We were happy a gender action plan moved forward. This plan is a huge milestone for implementing gender balance and equality for women. Women have knowledge in so many areas. They are also caretakers.

And when properly supported, they can lead their communities to be more resilient against the consequences of climate change and biodiversity loss.

But once negotiations were underway, Canada’s strong resolve to take leadership was not as apparent. During the first week of negotiations, Canada did not stand in solidarity with developing nations who wanted the inclusion of stronger language — specifically binding language on a just transition — in the Plan.

Just transition is the expression we use to promote a fair transition away from fossil fuels.

We believe that this should mean that impacted workers would be supported through skills training, employment insurance, job opportunities among other elements. Further, we support the sovereignty and rights to self-determination of Indigenous peoples in deciding what just transition means in their own communities.

In this just transition, we hope that new renewable energy solutions do not replicate the same injustices as the fossil fuel industry.

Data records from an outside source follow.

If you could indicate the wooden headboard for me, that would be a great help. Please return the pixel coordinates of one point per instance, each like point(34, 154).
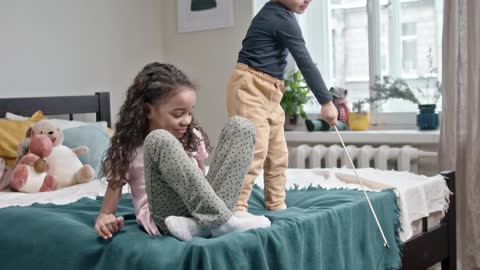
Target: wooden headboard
point(99, 103)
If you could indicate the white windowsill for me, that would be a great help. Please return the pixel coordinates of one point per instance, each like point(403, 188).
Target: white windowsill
point(414, 137)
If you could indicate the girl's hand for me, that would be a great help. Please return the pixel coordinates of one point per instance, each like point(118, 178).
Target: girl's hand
point(329, 113)
point(107, 224)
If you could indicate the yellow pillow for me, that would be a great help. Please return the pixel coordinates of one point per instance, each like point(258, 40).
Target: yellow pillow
point(12, 133)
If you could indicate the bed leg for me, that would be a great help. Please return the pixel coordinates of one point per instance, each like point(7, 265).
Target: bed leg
point(450, 263)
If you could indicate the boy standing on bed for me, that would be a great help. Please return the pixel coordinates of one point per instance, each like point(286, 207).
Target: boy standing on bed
point(255, 89)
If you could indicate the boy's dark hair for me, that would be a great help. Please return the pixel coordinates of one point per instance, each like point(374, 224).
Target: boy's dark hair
point(155, 82)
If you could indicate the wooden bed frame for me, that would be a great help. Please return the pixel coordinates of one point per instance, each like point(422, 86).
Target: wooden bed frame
point(437, 244)
point(431, 246)
point(99, 103)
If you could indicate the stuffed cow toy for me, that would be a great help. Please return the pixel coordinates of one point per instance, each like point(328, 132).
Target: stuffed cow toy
point(48, 165)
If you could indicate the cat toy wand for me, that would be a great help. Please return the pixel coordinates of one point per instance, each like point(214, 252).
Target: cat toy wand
point(385, 243)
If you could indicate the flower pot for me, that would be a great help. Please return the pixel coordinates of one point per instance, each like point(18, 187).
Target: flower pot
point(290, 122)
point(427, 118)
point(359, 121)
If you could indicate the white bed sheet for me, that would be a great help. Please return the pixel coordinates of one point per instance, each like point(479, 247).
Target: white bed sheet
point(418, 196)
point(62, 196)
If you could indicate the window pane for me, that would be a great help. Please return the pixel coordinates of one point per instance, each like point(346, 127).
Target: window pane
point(410, 47)
point(409, 56)
point(349, 27)
point(419, 61)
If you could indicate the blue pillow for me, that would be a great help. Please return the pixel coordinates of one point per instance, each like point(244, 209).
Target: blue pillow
point(94, 137)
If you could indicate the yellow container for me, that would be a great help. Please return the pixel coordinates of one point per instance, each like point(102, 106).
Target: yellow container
point(359, 121)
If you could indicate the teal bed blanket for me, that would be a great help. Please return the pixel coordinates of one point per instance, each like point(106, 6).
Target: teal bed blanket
point(321, 230)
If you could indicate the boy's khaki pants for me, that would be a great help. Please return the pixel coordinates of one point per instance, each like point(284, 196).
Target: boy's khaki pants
point(256, 96)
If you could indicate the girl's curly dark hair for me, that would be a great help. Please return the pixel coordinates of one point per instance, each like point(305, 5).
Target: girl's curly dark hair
point(155, 82)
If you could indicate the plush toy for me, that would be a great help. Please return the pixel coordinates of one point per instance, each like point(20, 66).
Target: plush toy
point(49, 164)
point(339, 96)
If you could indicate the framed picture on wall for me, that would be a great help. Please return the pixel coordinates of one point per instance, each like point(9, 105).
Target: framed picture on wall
point(197, 15)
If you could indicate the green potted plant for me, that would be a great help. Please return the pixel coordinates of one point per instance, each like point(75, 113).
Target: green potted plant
point(359, 117)
point(427, 118)
point(295, 97)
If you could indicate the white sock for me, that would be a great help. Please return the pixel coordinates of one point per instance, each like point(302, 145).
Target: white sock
point(184, 228)
point(235, 224)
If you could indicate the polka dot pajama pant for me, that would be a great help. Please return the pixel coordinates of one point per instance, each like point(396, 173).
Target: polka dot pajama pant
point(175, 186)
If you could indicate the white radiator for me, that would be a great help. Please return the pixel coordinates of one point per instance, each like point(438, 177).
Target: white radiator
point(383, 157)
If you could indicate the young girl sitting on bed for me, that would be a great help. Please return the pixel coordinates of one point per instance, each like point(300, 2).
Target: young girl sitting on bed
point(159, 151)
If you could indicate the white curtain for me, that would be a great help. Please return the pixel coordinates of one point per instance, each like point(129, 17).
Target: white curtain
point(460, 128)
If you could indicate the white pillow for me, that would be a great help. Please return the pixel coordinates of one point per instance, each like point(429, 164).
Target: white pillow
point(12, 116)
point(61, 123)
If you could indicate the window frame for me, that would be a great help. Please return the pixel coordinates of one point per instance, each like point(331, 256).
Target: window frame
point(394, 65)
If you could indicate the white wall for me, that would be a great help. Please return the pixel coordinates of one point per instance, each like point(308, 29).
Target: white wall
point(207, 57)
point(72, 47)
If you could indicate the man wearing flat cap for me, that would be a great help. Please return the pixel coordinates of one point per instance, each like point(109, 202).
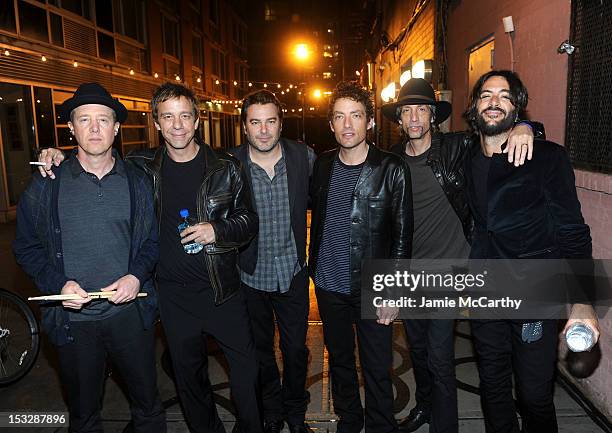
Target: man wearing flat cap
point(442, 228)
point(94, 229)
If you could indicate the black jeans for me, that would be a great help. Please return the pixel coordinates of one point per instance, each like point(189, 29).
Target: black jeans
point(339, 313)
point(500, 348)
point(289, 401)
point(132, 351)
point(432, 352)
point(188, 317)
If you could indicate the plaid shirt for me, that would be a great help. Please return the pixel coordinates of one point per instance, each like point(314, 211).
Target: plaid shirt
point(277, 260)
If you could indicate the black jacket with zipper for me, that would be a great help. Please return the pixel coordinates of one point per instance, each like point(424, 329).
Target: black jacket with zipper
point(381, 211)
point(224, 201)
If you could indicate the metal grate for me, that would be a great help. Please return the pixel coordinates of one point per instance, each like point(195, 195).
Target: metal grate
point(589, 117)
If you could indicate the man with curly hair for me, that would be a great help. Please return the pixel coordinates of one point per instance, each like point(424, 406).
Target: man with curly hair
point(361, 209)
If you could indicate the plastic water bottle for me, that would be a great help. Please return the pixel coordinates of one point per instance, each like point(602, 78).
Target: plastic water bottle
point(191, 247)
point(579, 337)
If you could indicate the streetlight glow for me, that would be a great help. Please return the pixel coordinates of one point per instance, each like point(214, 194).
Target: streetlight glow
point(301, 51)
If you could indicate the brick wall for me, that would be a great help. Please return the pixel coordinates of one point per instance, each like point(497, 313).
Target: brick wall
point(417, 45)
point(540, 26)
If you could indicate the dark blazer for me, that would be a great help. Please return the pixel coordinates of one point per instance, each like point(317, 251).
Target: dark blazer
point(299, 159)
point(533, 210)
point(381, 214)
point(38, 246)
point(224, 201)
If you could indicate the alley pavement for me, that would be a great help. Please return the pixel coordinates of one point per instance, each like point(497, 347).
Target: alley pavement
point(41, 391)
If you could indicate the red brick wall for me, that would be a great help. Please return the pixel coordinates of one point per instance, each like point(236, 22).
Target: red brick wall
point(417, 45)
point(540, 27)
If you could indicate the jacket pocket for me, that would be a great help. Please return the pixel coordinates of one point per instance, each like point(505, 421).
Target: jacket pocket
point(218, 206)
point(545, 252)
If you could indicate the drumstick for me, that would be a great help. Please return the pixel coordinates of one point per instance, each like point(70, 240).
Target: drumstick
point(74, 296)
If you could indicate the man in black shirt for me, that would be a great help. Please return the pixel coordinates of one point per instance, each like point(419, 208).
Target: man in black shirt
point(529, 211)
point(199, 293)
point(361, 209)
point(442, 222)
point(93, 230)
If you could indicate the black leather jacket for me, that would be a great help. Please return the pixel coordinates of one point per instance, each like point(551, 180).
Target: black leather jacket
point(381, 213)
point(446, 161)
point(225, 202)
point(446, 157)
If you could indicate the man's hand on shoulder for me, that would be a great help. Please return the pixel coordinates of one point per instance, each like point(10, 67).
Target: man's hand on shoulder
point(520, 144)
point(386, 315)
point(50, 156)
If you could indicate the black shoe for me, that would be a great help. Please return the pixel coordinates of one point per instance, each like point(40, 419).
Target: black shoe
point(299, 428)
point(273, 426)
point(416, 418)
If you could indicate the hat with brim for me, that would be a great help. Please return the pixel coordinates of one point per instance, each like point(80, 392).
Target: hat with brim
point(417, 91)
point(92, 93)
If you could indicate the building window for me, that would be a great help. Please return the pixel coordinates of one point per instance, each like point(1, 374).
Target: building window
point(45, 125)
point(7, 17)
point(269, 12)
point(57, 30)
point(129, 19)
point(33, 22)
point(104, 15)
point(214, 12)
point(170, 35)
point(196, 50)
point(78, 7)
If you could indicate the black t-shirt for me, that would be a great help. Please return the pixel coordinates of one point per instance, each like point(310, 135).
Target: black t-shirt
point(180, 183)
point(480, 175)
point(438, 232)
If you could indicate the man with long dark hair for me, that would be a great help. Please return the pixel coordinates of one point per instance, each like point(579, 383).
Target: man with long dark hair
point(530, 211)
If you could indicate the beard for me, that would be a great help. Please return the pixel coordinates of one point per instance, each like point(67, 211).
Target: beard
point(493, 129)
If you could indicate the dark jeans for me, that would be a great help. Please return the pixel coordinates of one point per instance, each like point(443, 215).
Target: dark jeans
point(188, 317)
point(290, 401)
point(339, 313)
point(500, 348)
point(432, 352)
point(132, 351)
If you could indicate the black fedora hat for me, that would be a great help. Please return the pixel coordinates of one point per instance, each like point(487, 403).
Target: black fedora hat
point(417, 91)
point(92, 93)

Some Canadian jobs are unsustainable

We understand that there are many Canadians whose livelihoods are currently supported by a carbon-based industry. However, these industries are unsustainable and must be transitioned. In this transition, we believe that threatened workers – especially marginalized and low-income people – should be supported justly through skills training, employment insurance and other programs.

From inside the negotiations we observed that the countries that were unwilling to support the inclusion of robust language on just transition in the Plan included the United States, Canada, New Zealand and Australia, which all have deep ties to the fossil fuel industry. They appear determined to avoid jeopardizing their ties with the fossil fuel industry that profits from precarious jobs and vulnerable communities.

We observed Canada remaining silent and complicit as other developed nations — like the United States and Australia — proposed to water down these statements. Through a twisted way of typical ‘Canadian-ness’ and hypocrisy, the negotiators took the middle ground instead of using the opportunity to demonstrate leadership and support the inclusion of justice for workers.

The Plan commits countries to take just transition into consideration but there are no binding actions.

Is this real change and real leadership? Or is it symbolic and empty rhetoric?

Conversations on gender equity and climate change must include peoples’ abilities to respond, engage and develop their own solutions to their unique lived experiences of climate change. It’s 2017. You can't promote gender equality without considering how race, class, age, religion, sexuality and disabilities intersect.

Where is the language and representation of people who do not fall into the Liberal’s narrow idea of (white) women’s empowerment? Championing gender balance means transcending the two-gender binary.

As soon as the negotiators are safe behind closed doors, we’re seeing a lack of leadership from the Liberal government. It seems as though they are content in the middle and in the shadow of the United States. Ultimately, it seems that Canada’s feminist leadership is only available when the spotlight is public and trending.

Tina Yeonju Oh is a Canadian youth delegate to COP 23 and previously to COP 22. She is a divestment organizer on unceded and unsurrendered Mi’kmaq territory in Sackville, New Brunswick. She was named among Canada’s Top 25 Environmentalists Under 25 and writes a feminist column on race and justice at The Argosy.

Jennifer Deol is a Canadian youth delegate to COP 23 and previously to COP 22 from the unceded Coast Salish territories of the Musqueam, Squamish and Tsleil-Waututh Nations. She is a founding member of the David Suzuki Foundation's Sustainable Diversity Network and Board Director of The Starfish Canada.